Although no evidence was given by the appellant to us expressly asserting his innocence, the inference to be drawn from the entirety of the evidence before us is that the plea of guilty was entered solely because of the advice which he had received as to the likely outcome of the trial. That advice, as I have observed, counsel now regards as having been incorrect and imprudent. Moreover, if the facts are as has been stated, then it must be accepted that the plea was not one attributable to a genuine consciousness of guilt."
30 His Honour then considered the suggested forms of challenge to the prosecution witnesses and concluded that, whilst the prosecution case appeared to be relatively strong, it could not be said that "questions of the kind mentioned could not genuinely arise which should be determined by a jury": at [46]. His Honour continued at [47]:
"This Court should, in my view, be reluctant to dismiss the confession by an experienced public defender that he made a mistake in his assessment of the merits of the case and in the advice given."
The conviction was set aside and a new trial ordered.

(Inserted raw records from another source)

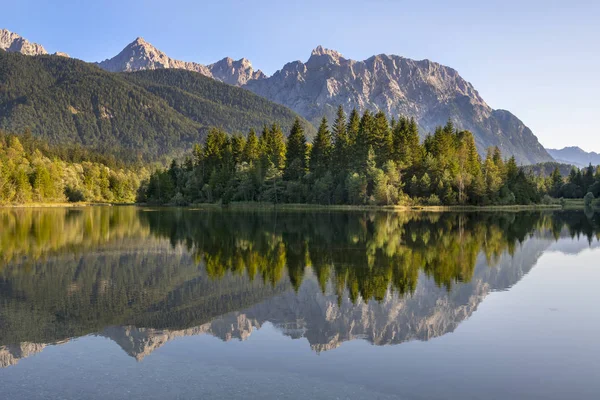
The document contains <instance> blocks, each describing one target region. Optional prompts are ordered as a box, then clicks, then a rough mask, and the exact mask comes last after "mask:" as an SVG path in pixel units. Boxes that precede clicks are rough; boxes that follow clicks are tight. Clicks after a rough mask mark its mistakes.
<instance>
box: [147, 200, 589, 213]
mask: <svg viewBox="0 0 600 400" xmlns="http://www.w3.org/2000/svg"><path fill="white" fill-rule="evenodd" d="M582 204H583V203H582ZM143 206H151V205H149V204H145V205H143ZM185 208H189V209H199V210H221V209H230V210H273V209H276V210H283V211H288V210H289V211H294V210H308V211H311V210H313V211H320V210H323V211H325V210H327V211H394V212H405V211H426V212H444V211H471V212H473V211H531V210H559V209H561V206H560V205H558V204H552V205H543V204H535V205H511V206H369V205H362V206H359V205H321V204H273V203H258V202H232V203H230V204H228V205H226V206H223V205H221V204H214V203H199V204H192V205H189V206H186V207H185ZM582 208H583V206H582Z"/></svg>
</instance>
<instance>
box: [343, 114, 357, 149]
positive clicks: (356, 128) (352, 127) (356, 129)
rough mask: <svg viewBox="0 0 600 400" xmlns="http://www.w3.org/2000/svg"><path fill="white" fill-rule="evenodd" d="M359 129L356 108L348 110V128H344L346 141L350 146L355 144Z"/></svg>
mask: <svg viewBox="0 0 600 400" xmlns="http://www.w3.org/2000/svg"><path fill="white" fill-rule="evenodd" d="M359 129H360V115H359V114H358V111H356V108H355V109H353V110H352V111H351V112H350V116H349V117H348V128H347V129H346V131H347V133H348V142H349V143H350V146H354V145H356V142H357V140H358V130H359Z"/></svg>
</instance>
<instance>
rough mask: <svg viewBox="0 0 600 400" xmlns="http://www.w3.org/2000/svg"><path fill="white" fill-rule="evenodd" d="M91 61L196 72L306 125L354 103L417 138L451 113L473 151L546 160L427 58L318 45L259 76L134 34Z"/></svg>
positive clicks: (455, 70) (352, 104)
mask: <svg viewBox="0 0 600 400" xmlns="http://www.w3.org/2000/svg"><path fill="white" fill-rule="evenodd" d="M98 65H99V66H100V67H101V68H104V69H106V70H108V71H112V72H123V71H126V72H128V71H138V70H145V69H161V68H181V69H187V70H191V71H195V72H199V73H201V74H203V75H205V76H209V77H211V78H214V79H217V80H220V81H223V82H225V83H228V84H232V85H237V86H242V87H244V88H247V89H249V90H251V91H253V92H254V93H256V94H258V95H260V96H263V97H265V98H267V99H269V100H272V101H274V102H276V103H279V104H282V105H285V106H287V107H289V108H291V109H292V110H294V111H296V112H298V113H299V114H300V115H302V116H303V117H305V118H307V119H308V120H309V121H310V122H312V123H313V124H314V125H318V123H319V120H320V119H321V117H322V116H323V115H326V116H327V117H328V118H329V119H330V120H332V119H333V117H334V113H335V110H336V108H337V106H338V105H342V106H344V108H345V110H346V112H350V111H351V110H352V109H353V108H356V109H357V110H359V111H360V112H363V111H365V110H371V111H376V110H383V111H385V112H386V114H388V116H390V117H397V116H399V115H406V116H410V117H414V118H415V119H417V121H418V123H419V126H420V128H421V132H422V134H423V136H424V135H426V134H427V133H429V132H432V131H433V130H434V129H435V127H436V126H439V125H443V124H445V123H446V121H447V120H448V119H451V120H453V121H454V123H455V124H456V126H457V127H458V128H461V129H468V130H470V131H472V132H473V133H474V134H475V139H476V143H477V146H478V149H479V151H480V153H481V154H484V152H485V150H486V149H487V148H488V147H490V146H498V147H499V148H500V149H501V150H502V151H503V152H504V153H505V154H506V155H514V156H515V157H516V159H517V161H518V162H519V163H520V164H534V163H538V162H544V161H552V160H553V159H552V157H551V156H550V155H549V154H548V153H547V152H546V150H545V149H544V148H543V146H542V145H541V144H540V143H539V142H538V140H537V138H536V137H535V135H534V134H533V132H532V131H531V130H530V129H529V128H528V127H527V126H525V125H524V124H523V122H522V121H520V120H519V119H518V118H517V117H515V116H514V115H513V114H512V113H510V112H508V111H506V110H494V109H492V108H491V107H490V106H489V105H487V104H486V103H485V101H484V100H483V99H482V98H481V96H480V95H479V93H478V92H477V90H475V88H474V87H473V86H472V85H471V84H470V83H469V82H467V81H465V80H464V79H463V78H462V77H461V76H460V75H459V74H458V72H457V71H456V70H454V69H452V68H449V67H446V66H443V65H441V64H438V63H435V62H431V61H429V60H422V61H415V60H411V59H408V58H404V57H400V56H395V55H385V54H381V55H377V56H373V57H371V58H369V59H367V60H364V61H355V60H351V59H346V58H344V57H343V56H342V55H341V54H340V53H339V52H337V51H335V50H329V49H325V48H323V47H322V46H318V47H317V48H316V49H314V50H313V51H312V53H311V56H310V58H309V60H308V61H307V62H306V63H303V62H301V61H295V62H291V63H288V64H286V65H285V66H284V67H283V68H282V69H281V70H279V71H277V72H276V73H275V74H274V75H273V76H271V77H267V76H266V75H265V74H263V73H262V72H261V71H260V70H258V71H254V69H253V68H252V64H251V63H250V62H249V61H248V60H247V59H241V60H239V61H233V60H232V59H230V58H225V59H223V60H221V61H219V62H217V63H214V64H210V65H208V66H205V65H201V64H197V63H191V62H184V61H179V60H174V59H171V58H169V57H168V56H167V55H166V54H165V53H163V52H162V51H160V50H158V49H157V48H156V47H154V46H152V45H151V44H149V43H148V42H146V41H145V40H143V39H141V38H138V39H136V41H134V42H132V43H130V44H129V45H127V46H126V47H125V49H124V50H123V51H122V52H121V53H119V54H118V55H117V56H116V57H114V58H112V59H109V60H105V61H103V62H101V63H99V64H98Z"/></svg>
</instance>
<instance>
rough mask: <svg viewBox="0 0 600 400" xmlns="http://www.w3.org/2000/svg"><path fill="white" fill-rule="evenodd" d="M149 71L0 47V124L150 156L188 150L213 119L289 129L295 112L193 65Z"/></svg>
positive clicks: (3, 127)
mask: <svg viewBox="0 0 600 400" xmlns="http://www.w3.org/2000/svg"><path fill="white" fill-rule="evenodd" d="M155 72H156V73H154V72H152V71H150V72H148V73H144V74H142V75H140V76H131V77H130V76H127V75H126V74H114V73H109V72H106V71H103V70H101V69H100V68H98V67H97V66H94V65H92V64H88V63H85V62H82V61H79V60H74V59H69V58H65V57H58V56H47V55H43V56H35V57H29V56H24V55H22V54H19V53H7V52H4V51H2V50H0V128H3V129H6V130H9V131H12V132H22V131H24V130H26V129H30V130H31V132H32V134H33V135H34V136H37V137H41V138H43V139H46V140H48V141H49V142H50V143H52V144H69V145H73V144H82V145H84V146H86V147H90V148H93V149H95V150H98V151H100V152H104V153H111V154H115V153H116V154H117V155H119V156H121V157H122V158H127V159H131V160H136V159H144V160H154V159H158V158H160V157H162V156H171V155H177V154H181V153H182V152H183V151H185V150H188V149H189V148H190V147H191V146H192V145H193V144H194V143H198V142H200V141H202V140H203V139H204V137H205V134H206V132H207V130H208V128H209V127H211V126H217V127H222V128H224V129H227V130H228V131H231V132H233V131H240V132H247V131H248V130H250V129H251V128H254V129H260V128H261V127H262V126H263V124H271V123H274V122H279V123H280V124H282V127H283V128H284V130H285V131H288V130H289V129H288V128H289V127H290V126H291V125H292V123H293V120H294V118H295V116H296V115H295V114H294V113H293V112H292V111H290V110H288V109H286V108H285V107H283V106H280V105H276V104H274V103H271V102H269V101H267V100H265V99H262V98H260V97H258V96H256V95H254V94H252V93H250V92H248V91H246V90H244V89H241V88H236V87H232V86H229V85H226V84H223V83H220V82H217V81H214V80H212V79H209V78H206V77H203V76H201V75H199V74H196V73H194V72H186V71H179V70H165V71H155ZM171 74H172V75H173V76H170V75H171ZM186 74H187V75H186ZM154 78H156V79H157V81H156V84H155V83H154V81H153V79H154ZM187 90H189V92H188V91H187ZM163 97H164V98H163Z"/></svg>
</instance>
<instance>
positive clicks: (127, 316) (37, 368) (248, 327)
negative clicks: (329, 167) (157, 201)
mask: <svg viewBox="0 0 600 400" xmlns="http://www.w3.org/2000/svg"><path fill="white" fill-rule="evenodd" d="M599 240H600V215H598V214H593V213H591V212H587V213H586V212H544V213H540V212H521V213H467V214H457V213H440V214H423V213H421V214H416V213H415V214H411V213H401V214H394V213H384V212H381V213H375V212H373V213H371V212H271V211H261V212H241V211H224V212H215V211H212V212H211V211H202V210H189V209H188V210H183V209H144V208H135V207H93V208H84V209H10V210H9V209H4V210H0V387H1V388H2V389H1V391H0V393H2V394H1V395H0V397H1V398H6V399H56V398H60V399H108V398H110V399H136V398H140V399H142V398H143V399H165V398H178V399H197V398H223V399H231V398H269V399H296V398H311V399H321V398H322V399H337V398H340V399H346V398H347V399H363V398H371V399H598V398H599V393H600V344H599V338H600V336H599V332H600V311H599V305H600V290H599V284H598V282H599V281H600V261H599V260H600V242H599Z"/></svg>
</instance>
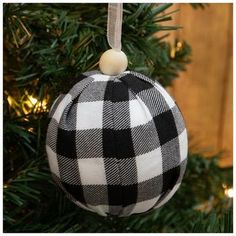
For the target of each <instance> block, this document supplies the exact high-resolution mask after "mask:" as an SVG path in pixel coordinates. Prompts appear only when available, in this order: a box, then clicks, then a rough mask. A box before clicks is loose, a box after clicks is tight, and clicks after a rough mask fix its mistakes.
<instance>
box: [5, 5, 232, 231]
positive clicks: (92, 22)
mask: <svg viewBox="0 0 236 236" xmlns="http://www.w3.org/2000/svg"><path fill="white" fill-rule="evenodd" d="M170 6H171V4H124V23H123V36H122V45H123V50H124V51H125V52H126V54H127V55H128V58H129V69H130V70H135V71H139V72H141V73H144V74H146V75H149V76H151V77H152V78H153V79H156V80H159V81H160V82H161V83H162V84H163V85H164V86H166V85H170V84H171V81H172V80H173V79H175V78H176V77H177V76H178V73H179V72H180V71H182V70H185V66H186V64H187V63H189V62H190V53H191V48H190V46H189V45H188V44H187V43H186V42H178V40H176V44H175V45H170V44H169V43H168V42H166V41H164V39H165V37H167V36H168V34H166V35H165V36H164V37H162V38H158V37H155V36H154V34H155V33H158V32H160V31H168V30H176V29H178V28H179V26H165V22H166V21H169V20H171V15H172V14H173V13H174V12H170V11H169V7H170ZM3 10H4V29H3V32H4V109H3V110H4V114H3V119H4V127H3V135H4V150H3V151H4V191H3V201H4V217H3V220H4V232H232V214H231V212H229V213H227V212H228V209H230V208H231V207H232V202H231V200H230V199H228V198H227V197H225V195H224V189H223V188H222V183H224V184H225V185H227V186H232V183H231V181H232V180H231V178H232V170H231V169H230V170H222V169H220V168H219V167H218V166H217V165H216V162H215V161H213V159H212V160H205V159H202V158H201V156H199V155H190V159H189V163H188V167H187V172H186V175H185V178H184V181H183V184H182V187H181V188H180V190H179V191H178V192H177V194H176V195H175V197H174V198H173V199H172V200H170V202H169V203H168V204H166V205H165V206H164V207H163V208H161V209H158V210H155V211H152V212H150V213H147V214H144V215H137V216H131V217H129V218H121V219H118V218H103V217H100V216H97V215H95V214H92V213H89V212H86V211H84V210H82V209H79V208H78V207H76V206H75V205H74V204H73V203H71V202H70V201H69V200H68V199H67V198H66V197H65V195H64V194H63V193H62V192H61V191H60V190H59V189H58V188H57V187H56V186H55V185H54V183H53V182H52V178H51V175H50V172H49V168H48V163H47V159H46V154H45V136H46V129H47V123H48V119H47V115H48V109H49V107H50V106H51V104H52V102H53V101H54V99H55V97H56V96H58V94H59V93H60V92H62V91H64V89H65V88H70V87H71V86H72V83H74V81H75V80H76V78H77V77H78V75H79V74H80V73H82V72H85V71H88V70H94V69H97V68H98V64H97V62H98V60H99V58H100V56H101V54H102V52H104V51H105V50H106V49H108V44H107V41H106V20H107V19H106V17H107V4H56V3H55V4H39V3H37V4H36V3H35V4H4V7H3ZM157 36H158V34H157ZM173 52H174V54H173ZM32 98H34V99H35V98H37V100H38V101H37V100H36V101H37V102H35V101H34V100H32ZM30 99H31V100H30ZM45 100H46V101H47V109H45V108H44V107H43V105H42V104H41V103H43V101H45ZM206 189H207V191H206ZM204 202H208V203H209V204H210V206H211V209H210V210H209V212H200V210H197V209H196V208H198V209H201V205H199V204H203V203H204ZM203 208H204V207H203ZM212 209H214V212H213V210H212ZM203 222H204V223H203Z"/></svg>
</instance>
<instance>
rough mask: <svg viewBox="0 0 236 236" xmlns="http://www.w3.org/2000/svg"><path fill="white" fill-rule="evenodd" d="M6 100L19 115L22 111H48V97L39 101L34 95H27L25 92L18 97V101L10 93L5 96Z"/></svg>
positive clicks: (25, 112)
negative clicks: (24, 94) (20, 98)
mask: <svg viewBox="0 0 236 236" xmlns="http://www.w3.org/2000/svg"><path fill="white" fill-rule="evenodd" d="M7 101H8V104H9V106H10V107H12V108H14V110H15V111H16V113H17V115H18V116H21V115H22V112H23V114H25V115H27V114H29V113H32V112H33V113H39V112H47V111H48V108H47V102H48V97H46V98H44V99H43V100H42V101H40V100H38V99H37V98H36V97H34V96H32V95H29V94H28V92H26V93H25V95H24V96H23V97H22V99H20V102H19V100H16V99H15V98H13V97H12V96H10V95H8V96H7Z"/></svg>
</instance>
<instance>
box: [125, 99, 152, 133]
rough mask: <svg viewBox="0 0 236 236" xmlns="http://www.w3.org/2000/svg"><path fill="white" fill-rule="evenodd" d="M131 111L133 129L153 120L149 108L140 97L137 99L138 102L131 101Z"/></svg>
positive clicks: (131, 125) (131, 121)
mask: <svg viewBox="0 0 236 236" xmlns="http://www.w3.org/2000/svg"><path fill="white" fill-rule="evenodd" d="M129 110H130V123H131V127H132V128H133V127H136V126H139V125H143V124H146V123H148V122H149V121H150V120H152V115H151V114H150V112H149V110H148V108H147V106H146V105H145V104H144V102H143V101H142V100H141V99H140V98H139V97H137V99H136V100H131V101H129Z"/></svg>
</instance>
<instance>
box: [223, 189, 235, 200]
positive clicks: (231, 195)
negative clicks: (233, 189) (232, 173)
mask: <svg viewBox="0 0 236 236" xmlns="http://www.w3.org/2000/svg"><path fill="white" fill-rule="evenodd" d="M225 195H226V196H227V197H229V198H233V196H234V190H233V189H232V188H226V189H225Z"/></svg>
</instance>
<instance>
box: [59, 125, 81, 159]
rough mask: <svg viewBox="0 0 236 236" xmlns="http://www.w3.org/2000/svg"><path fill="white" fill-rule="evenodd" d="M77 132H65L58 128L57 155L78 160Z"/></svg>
mask: <svg viewBox="0 0 236 236" xmlns="http://www.w3.org/2000/svg"><path fill="white" fill-rule="evenodd" d="M75 136H76V131H75V130H70V131H68V130H64V129H60V128H58V134H57V154H59V155H61V156H64V157H67V158H72V159H76V158H77V155H76V142H75Z"/></svg>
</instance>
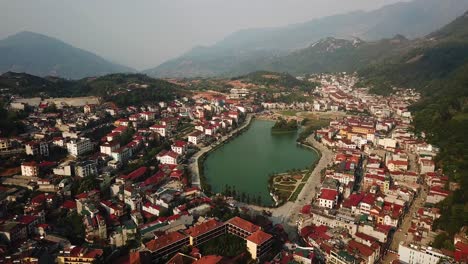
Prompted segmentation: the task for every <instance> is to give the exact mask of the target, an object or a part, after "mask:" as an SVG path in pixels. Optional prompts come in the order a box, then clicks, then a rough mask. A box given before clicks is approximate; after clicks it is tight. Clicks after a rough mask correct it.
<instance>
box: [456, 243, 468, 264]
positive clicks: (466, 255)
mask: <svg viewBox="0 0 468 264" xmlns="http://www.w3.org/2000/svg"><path fill="white" fill-rule="evenodd" d="M454 258H455V260H456V261H458V262H460V263H468V244H467V243H463V242H461V241H458V242H457V243H456V244H455V253H454Z"/></svg>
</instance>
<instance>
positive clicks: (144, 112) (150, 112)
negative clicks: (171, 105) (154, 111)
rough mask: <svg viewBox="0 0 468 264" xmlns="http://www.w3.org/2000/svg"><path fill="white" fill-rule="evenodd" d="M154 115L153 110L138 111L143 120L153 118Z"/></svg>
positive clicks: (148, 120)
mask: <svg viewBox="0 0 468 264" xmlns="http://www.w3.org/2000/svg"><path fill="white" fill-rule="evenodd" d="M155 115H156V113H154V112H143V113H140V117H141V118H142V119H144V120H145V121H151V120H154V117H155Z"/></svg>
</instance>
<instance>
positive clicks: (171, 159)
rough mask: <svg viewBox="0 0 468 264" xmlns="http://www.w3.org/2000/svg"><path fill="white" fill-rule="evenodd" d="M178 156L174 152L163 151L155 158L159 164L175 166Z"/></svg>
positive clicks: (159, 153)
mask: <svg viewBox="0 0 468 264" xmlns="http://www.w3.org/2000/svg"><path fill="white" fill-rule="evenodd" d="M179 158H180V156H179V154H177V153H175V152H174V151H163V152H161V153H159V154H158V156H157V157H156V159H157V160H159V162H161V164H169V165H177V164H179Z"/></svg>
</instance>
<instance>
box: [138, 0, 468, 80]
mask: <svg viewBox="0 0 468 264" xmlns="http://www.w3.org/2000/svg"><path fill="white" fill-rule="evenodd" d="M467 9H468V0H444V1H440V0H414V1H412V2H401V3H397V4H393V5H388V6H384V7H382V8H380V9H378V10H374V11H369V12H363V11H358V12H351V13H347V14H341V15H335V16H329V17H325V18H320V19H314V20H311V21H309V22H305V23H301V24H295V25H290V26H287V27H282V28H265V29H247V30H241V31H239V32H236V33H234V34H231V35H230V36H228V37H226V38H225V39H224V40H222V41H220V42H218V43H217V44H215V45H213V46H211V47H195V48H193V49H192V50H191V51H189V52H188V53H186V54H184V55H182V56H180V57H178V58H176V59H173V60H170V61H167V62H165V63H163V64H161V65H159V66H157V67H155V68H153V69H149V70H146V71H145V73H147V74H149V75H152V76H158V77H207V76H236V75H242V74H246V73H248V72H252V71H257V70H276V71H288V72H291V73H302V72H314V71H318V72H321V71H329V70H330V71H332V70H336V69H340V68H348V67H329V65H328V64H326V63H325V64H324V65H321V64H323V63H321V62H311V61H310V60H314V59H316V58H317V56H319V57H320V55H318V54H316V52H314V51H313V49H311V45H312V44H313V43H316V42H317V41H319V40H320V39H324V38H329V39H328V40H325V42H327V41H328V42H330V41H333V39H342V40H343V41H344V40H352V41H353V43H355V42H356V41H358V42H359V43H360V44H363V45H365V46H369V45H371V46H374V44H373V42H374V41H375V40H378V39H382V38H387V41H386V43H387V45H389V46H390V48H391V49H393V46H401V45H405V43H404V42H405V38H418V37H422V36H425V35H427V34H429V33H430V32H433V31H435V30H437V29H439V28H441V27H442V26H444V25H446V24H447V23H449V22H451V21H452V20H453V19H455V18H456V17H458V16H460V15H462V14H463V12H464V11H465V10H467ZM396 35H398V36H397V39H401V40H402V42H400V43H397V42H395V40H397V39H391V38H393V37H394V36H396ZM402 36H405V37H402ZM323 42H324V41H321V43H319V44H320V45H322V44H323ZM359 43H358V44H359ZM335 44H336V43H335ZM342 44H344V43H342ZM346 45H349V44H346ZM352 45H355V44H352ZM359 46H360V45H359ZM379 46H380V45H379ZM313 47H314V46H312V48H313ZM374 47H375V46H374ZM376 48H377V47H376ZM304 49H305V50H304ZM381 51H382V52H384V53H385V52H386V50H385V49H384V50H375V51H374V52H381ZM356 52H360V51H359V50H357V51H356ZM303 55H308V56H309V55H310V57H308V56H306V57H304V56H303ZM328 55H329V54H328ZM384 56H386V55H384ZM328 58H329V60H332V59H331V57H328ZM296 59H299V60H301V61H302V62H301V63H302V66H301V65H300V66H297V65H295V61H296ZM365 62H366V61H365ZM356 63H359V61H357V62H356ZM335 64H338V63H335ZM308 66H310V68H308Z"/></svg>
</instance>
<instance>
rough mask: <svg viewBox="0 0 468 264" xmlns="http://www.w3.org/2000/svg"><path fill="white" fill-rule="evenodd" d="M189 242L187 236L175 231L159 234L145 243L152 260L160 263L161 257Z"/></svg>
mask: <svg viewBox="0 0 468 264" xmlns="http://www.w3.org/2000/svg"><path fill="white" fill-rule="evenodd" d="M189 244H190V240H189V237H188V236H187V235H184V234H182V233H179V232H177V231H175V232H171V233H167V234H165V235H162V236H159V237H157V238H156V239H153V240H151V241H149V242H148V243H146V244H145V246H146V248H147V249H148V250H149V251H150V252H151V257H152V259H153V261H154V262H156V263H160V262H162V260H163V258H165V257H167V256H169V255H171V254H173V253H176V252H177V251H179V250H180V249H181V248H182V247H184V246H188V245H189Z"/></svg>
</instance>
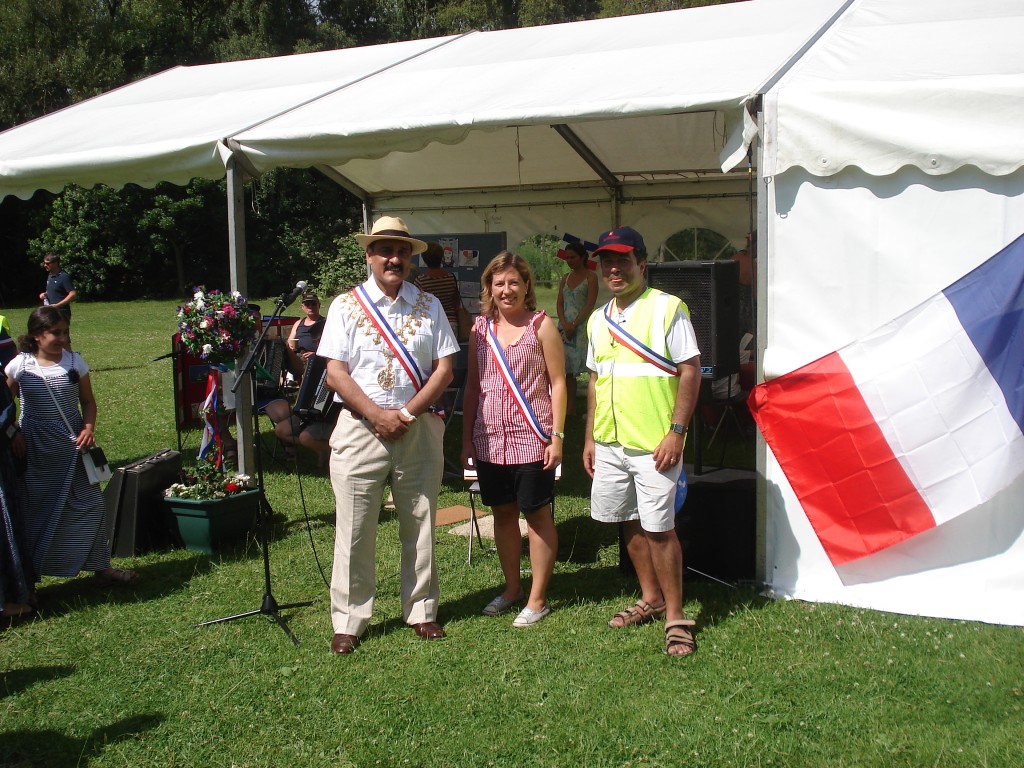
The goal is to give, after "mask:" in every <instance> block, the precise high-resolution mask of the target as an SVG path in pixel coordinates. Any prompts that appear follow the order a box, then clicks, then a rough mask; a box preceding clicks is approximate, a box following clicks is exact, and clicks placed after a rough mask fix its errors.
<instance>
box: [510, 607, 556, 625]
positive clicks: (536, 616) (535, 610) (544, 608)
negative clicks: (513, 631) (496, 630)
mask: <svg viewBox="0 0 1024 768" xmlns="http://www.w3.org/2000/svg"><path fill="white" fill-rule="evenodd" d="M550 612H551V608H550V607H549V606H548V605H545V606H544V607H543V608H541V609H540V610H532V609H530V608H523V609H522V610H521V611H519V615H517V616H516V617H515V621H514V622H512V626H513V627H532V626H534V625H535V624H537V623H538V622H540V621H541V620H542V618H544V617H545V616H546V615H548V613H550Z"/></svg>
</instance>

31 More recently this Court upheld an appeal against conviction based on a plea of guilty in circumstances where the appellant pleaded on the basis of advice which was legally erroneous: R v Hawker [2005] NSWCCA 118 (Grove, Howie and Hall JJ). The Court was also referred to Regina v Almirol [2006] NSWSC 898 (James J) in which an application for leave to withdraw a plea was granted, despite the accused receiving proper advice from a solicitor, in the case of an accused who was from the Philippines, whose mother tongue was not English and who was not familiar with the legal system in New South Wales and in respect of a charge of murder as to which he had consistently maintained his innocence of involvement in the actual killing and where the basis of the plea was that "by [his] presence, words and encouragement" he had assisted the man who killed the deceased. Both of these cases turned on their own facts, rather than on any issue of principle.